S=std::string *   len=12
S=std::vector<std::string> *   len=25
S=std::vector<const std::string> *   len=31
S=std::string        *   len=12
S=std::vector<std::string>       *   len=25
S=std::vector<const std::string>    *   len=31
zinovy.nis added inline comments.May 6 2018, 12:38 PM
clang-tidy/modernize-use-auto-min-type-name-length.cpp
61–83

RemoveStars==1 here.

rsmith added a subscriber: rsmith.May 6 2018, 3:36 PM
rsmith added inline comments.
modernize/UseAutoCheck.cpp
40

isspace here is wrong: it's a locale-sensitive check. Clang assumes UTF-8 throughout; you can use isWhitespace from clang/Basic/CharInfo.h to test if the character should be treated as whitespace.

alexfh added inline comments.May 9 2018, 7:59 AM
clang-tidy/modernize-use-auto-min-type-name-length.cpp
61–83

S=std::string * len=12

With RemoveStars this should be 11?

S=std::vector<std::string> * len=25

24?

S=std::vector<const std::string> * len=31

30?

The point of my comment was that stars should be treated specially only at the end of the type, not inside template parameters, e.g.

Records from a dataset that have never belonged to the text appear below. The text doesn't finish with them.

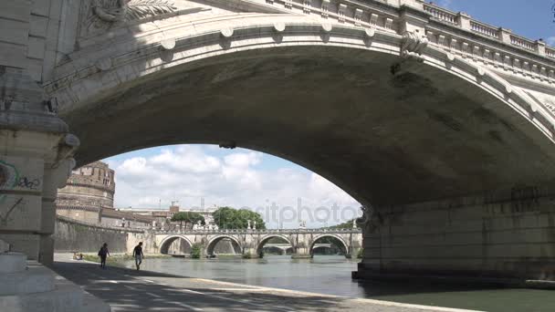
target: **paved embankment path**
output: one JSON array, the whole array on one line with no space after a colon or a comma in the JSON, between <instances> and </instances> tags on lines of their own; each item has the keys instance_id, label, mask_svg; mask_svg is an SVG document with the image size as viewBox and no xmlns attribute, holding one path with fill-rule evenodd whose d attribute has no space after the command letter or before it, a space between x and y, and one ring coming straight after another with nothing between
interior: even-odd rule
<instances>
[{"instance_id":1,"label":"paved embankment path","mask_svg":"<svg viewBox=\"0 0 555 312\"><path fill-rule=\"evenodd\" d=\"M119 311L468 311L252 286L57 257L54 270Z\"/></svg>"}]
</instances>

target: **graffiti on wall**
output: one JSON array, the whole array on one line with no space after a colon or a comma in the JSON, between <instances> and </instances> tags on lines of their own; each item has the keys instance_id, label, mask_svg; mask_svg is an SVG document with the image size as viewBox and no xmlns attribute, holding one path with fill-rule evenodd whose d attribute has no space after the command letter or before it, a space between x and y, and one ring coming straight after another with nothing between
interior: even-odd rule
<instances>
[{"instance_id":1,"label":"graffiti on wall","mask_svg":"<svg viewBox=\"0 0 555 312\"><path fill-rule=\"evenodd\" d=\"M19 173L17 169L14 165L0 161L0 192L9 191L14 189L19 183ZM6 203L7 195L0 192L0 225L6 225L12 212L21 204L23 198L19 198L16 203ZM4 213L4 207L7 207L5 213Z\"/></svg>"}]
</instances>

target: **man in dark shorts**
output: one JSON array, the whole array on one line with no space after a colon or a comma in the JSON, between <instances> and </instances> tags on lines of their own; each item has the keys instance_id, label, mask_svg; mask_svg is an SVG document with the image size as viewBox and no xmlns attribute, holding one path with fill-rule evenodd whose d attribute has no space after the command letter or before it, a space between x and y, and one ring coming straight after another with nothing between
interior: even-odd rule
<instances>
[{"instance_id":1,"label":"man in dark shorts","mask_svg":"<svg viewBox=\"0 0 555 312\"><path fill-rule=\"evenodd\" d=\"M99 256L100 257L100 267L106 268L106 257L110 255L108 251L108 244L104 243L100 250L99 251Z\"/></svg>"},{"instance_id":2,"label":"man in dark shorts","mask_svg":"<svg viewBox=\"0 0 555 312\"><path fill-rule=\"evenodd\" d=\"M141 268L141 264L142 263L142 242L139 242L139 244L135 246L133 249L133 257L135 258L135 265L137 266L137 271Z\"/></svg>"}]
</instances>

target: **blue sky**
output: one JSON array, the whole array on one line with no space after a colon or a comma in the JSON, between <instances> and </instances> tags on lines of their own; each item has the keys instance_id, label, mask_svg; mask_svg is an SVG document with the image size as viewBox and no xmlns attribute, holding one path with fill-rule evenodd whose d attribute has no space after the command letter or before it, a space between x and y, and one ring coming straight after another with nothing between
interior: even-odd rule
<instances>
[{"instance_id":1,"label":"blue sky","mask_svg":"<svg viewBox=\"0 0 555 312\"><path fill-rule=\"evenodd\" d=\"M555 0L438 0L441 6L462 11L484 23L512 29L530 39L555 45L552 5ZM343 191L300 166L260 152L211 145L176 145L136 151L105 160L116 170L117 207L183 207L231 205L251 209L312 208L334 204L351 214L326 218L297 216L284 227L307 220L311 227L338 224L353 216L360 204ZM269 226L276 220L266 218ZM325 219L325 220L324 220Z\"/></svg>"},{"instance_id":2,"label":"blue sky","mask_svg":"<svg viewBox=\"0 0 555 312\"><path fill-rule=\"evenodd\" d=\"M481 22L508 28L529 39L551 37L555 44L553 0L439 0L435 4L465 12Z\"/></svg>"}]
</instances>

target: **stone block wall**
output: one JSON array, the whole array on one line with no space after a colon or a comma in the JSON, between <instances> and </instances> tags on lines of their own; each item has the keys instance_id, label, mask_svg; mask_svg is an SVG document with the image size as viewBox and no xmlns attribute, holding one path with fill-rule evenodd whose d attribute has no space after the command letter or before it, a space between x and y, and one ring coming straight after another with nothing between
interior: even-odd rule
<instances>
[{"instance_id":1,"label":"stone block wall","mask_svg":"<svg viewBox=\"0 0 555 312\"><path fill-rule=\"evenodd\" d=\"M54 234L55 252L96 253L103 243L110 253L128 251L126 232L93 227L58 219Z\"/></svg>"},{"instance_id":2,"label":"stone block wall","mask_svg":"<svg viewBox=\"0 0 555 312\"><path fill-rule=\"evenodd\" d=\"M359 275L388 273L553 279L555 194L530 187L380 207Z\"/></svg>"}]
</instances>

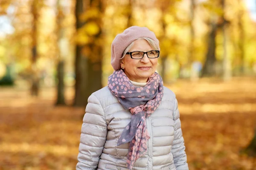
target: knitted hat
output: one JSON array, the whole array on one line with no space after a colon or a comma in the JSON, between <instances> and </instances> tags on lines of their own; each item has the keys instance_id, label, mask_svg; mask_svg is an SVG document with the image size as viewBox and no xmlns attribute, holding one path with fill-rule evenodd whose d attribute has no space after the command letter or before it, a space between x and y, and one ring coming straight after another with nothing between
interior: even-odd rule
<instances>
[{"instance_id":1,"label":"knitted hat","mask_svg":"<svg viewBox=\"0 0 256 170\"><path fill-rule=\"evenodd\" d=\"M111 65L115 70L121 69L120 59L126 47L134 41L142 37L151 38L159 47L159 41L156 35L146 27L133 26L116 36L111 47Z\"/></svg>"}]
</instances>

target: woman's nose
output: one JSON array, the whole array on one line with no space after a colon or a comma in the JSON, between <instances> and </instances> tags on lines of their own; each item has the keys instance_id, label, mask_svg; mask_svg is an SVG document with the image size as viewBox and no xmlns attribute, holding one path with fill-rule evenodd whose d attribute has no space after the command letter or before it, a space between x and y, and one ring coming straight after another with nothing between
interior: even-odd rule
<instances>
[{"instance_id":1,"label":"woman's nose","mask_svg":"<svg viewBox=\"0 0 256 170\"><path fill-rule=\"evenodd\" d=\"M143 62L148 62L149 61L149 59L146 53L144 54L143 58L141 59L140 61Z\"/></svg>"}]
</instances>

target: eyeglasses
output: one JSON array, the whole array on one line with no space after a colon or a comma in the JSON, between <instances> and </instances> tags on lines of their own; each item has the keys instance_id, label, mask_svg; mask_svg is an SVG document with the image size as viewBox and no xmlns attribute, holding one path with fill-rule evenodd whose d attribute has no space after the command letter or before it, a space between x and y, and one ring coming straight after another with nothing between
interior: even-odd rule
<instances>
[{"instance_id":1,"label":"eyeglasses","mask_svg":"<svg viewBox=\"0 0 256 170\"><path fill-rule=\"evenodd\" d=\"M145 54L149 58L157 58L159 57L160 51L159 50L152 50L147 52L140 51L128 52L126 54L130 54L131 58L134 59L141 59L144 57Z\"/></svg>"}]
</instances>

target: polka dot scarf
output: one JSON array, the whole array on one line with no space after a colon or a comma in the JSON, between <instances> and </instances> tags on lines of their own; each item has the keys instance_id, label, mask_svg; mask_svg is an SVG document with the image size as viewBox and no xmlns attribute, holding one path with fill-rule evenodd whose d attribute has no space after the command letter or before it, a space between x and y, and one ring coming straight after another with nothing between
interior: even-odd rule
<instances>
[{"instance_id":1,"label":"polka dot scarf","mask_svg":"<svg viewBox=\"0 0 256 170\"><path fill-rule=\"evenodd\" d=\"M117 142L119 146L129 143L126 164L131 170L135 161L147 152L150 138L145 119L161 103L163 93L162 78L157 73L152 74L146 85L134 86L122 70L115 71L108 77L108 87L125 109L132 114L131 122L125 127Z\"/></svg>"}]
</instances>

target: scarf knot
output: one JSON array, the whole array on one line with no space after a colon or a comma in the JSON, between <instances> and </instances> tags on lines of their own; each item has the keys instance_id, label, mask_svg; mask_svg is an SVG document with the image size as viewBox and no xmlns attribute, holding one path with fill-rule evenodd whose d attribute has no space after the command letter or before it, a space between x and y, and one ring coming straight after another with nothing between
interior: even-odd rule
<instances>
[{"instance_id":1,"label":"scarf knot","mask_svg":"<svg viewBox=\"0 0 256 170\"><path fill-rule=\"evenodd\" d=\"M126 164L129 170L135 161L147 152L150 136L146 128L146 118L161 104L163 95L162 78L154 73L144 87L134 85L122 70L115 71L108 77L108 89L125 109L132 114L131 122L125 128L117 145L129 143Z\"/></svg>"}]
</instances>

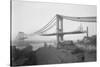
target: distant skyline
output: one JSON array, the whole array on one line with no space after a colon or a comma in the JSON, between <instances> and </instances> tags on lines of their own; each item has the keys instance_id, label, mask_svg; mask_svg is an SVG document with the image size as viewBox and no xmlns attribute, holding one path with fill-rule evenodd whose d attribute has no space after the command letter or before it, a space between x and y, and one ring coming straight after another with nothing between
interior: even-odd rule
<instances>
[{"instance_id":1,"label":"distant skyline","mask_svg":"<svg viewBox=\"0 0 100 67\"><path fill-rule=\"evenodd\" d=\"M94 5L75 5L75 4L59 4L59 3L42 3L22 0L12 0L12 37L15 38L18 32L26 34L33 33L45 26L56 14L65 16L97 16L97 8ZM64 20L64 31L77 30L80 24L83 29L89 27L89 36L96 34L96 23L76 22ZM47 33L56 32L53 27ZM81 39L86 34L65 35L65 40ZM56 36L33 36L33 40L56 40Z\"/></svg>"}]
</instances>

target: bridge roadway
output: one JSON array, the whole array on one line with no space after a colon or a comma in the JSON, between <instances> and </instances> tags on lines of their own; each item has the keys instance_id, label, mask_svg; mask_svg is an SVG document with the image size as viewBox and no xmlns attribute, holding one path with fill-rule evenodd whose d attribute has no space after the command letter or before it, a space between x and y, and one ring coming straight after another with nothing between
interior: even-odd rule
<instances>
[{"instance_id":1,"label":"bridge roadway","mask_svg":"<svg viewBox=\"0 0 100 67\"><path fill-rule=\"evenodd\" d=\"M56 49L54 47L42 47L36 51L37 64L58 64L77 62L76 56L64 49Z\"/></svg>"}]
</instances>

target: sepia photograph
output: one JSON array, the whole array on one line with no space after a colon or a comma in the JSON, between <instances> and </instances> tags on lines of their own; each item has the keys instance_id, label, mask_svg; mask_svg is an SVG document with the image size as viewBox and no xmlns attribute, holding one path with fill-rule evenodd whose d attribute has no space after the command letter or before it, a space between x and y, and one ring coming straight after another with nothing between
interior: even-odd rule
<instances>
[{"instance_id":1,"label":"sepia photograph","mask_svg":"<svg viewBox=\"0 0 100 67\"><path fill-rule=\"evenodd\" d=\"M97 61L97 6L11 0L10 66Z\"/></svg>"}]
</instances>

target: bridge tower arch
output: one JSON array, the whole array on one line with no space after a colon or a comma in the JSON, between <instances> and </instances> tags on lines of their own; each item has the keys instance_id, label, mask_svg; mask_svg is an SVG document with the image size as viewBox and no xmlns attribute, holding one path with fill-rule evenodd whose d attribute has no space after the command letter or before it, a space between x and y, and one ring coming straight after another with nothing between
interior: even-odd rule
<instances>
[{"instance_id":1,"label":"bridge tower arch","mask_svg":"<svg viewBox=\"0 0 100 67\"><path fill-rule=\"evenodd\" d=\"M61 17L60 15L56 15L57 18L57 45L60 46L61 42L63 41L63 17Z\"/></svg>"}]
</instances>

T<int****> should have length 10 regardless of RemoveStars. All your examples are with trailing stars.

61–83

int-test is just for that :-)

Nope, the point is to verify that the length of multi-token type names is calculated correctly. int is a single token.

  • Fix for templated type names. Thanks AlexanderK for pointing.
zinovy.nis marked 5 inline comments as done.May 14 2018, 1:46 PM
zinovy.nis marked an inline comment as done.May 16 2018, 2:26 AM
zinovy.nis added inline comments.
modernize/UseAutoCheck.cpp
40

Thanks!

zinovy.nis marked an inline comment as done.May 18 2018, 6:26 AM

Alexander, can you please have a look at the latest patch? Thanks.

This revision is now accepted and ready to land.Jun 6 2018, 8:00 AM
This revision was automatically updated to reflect the committed changes.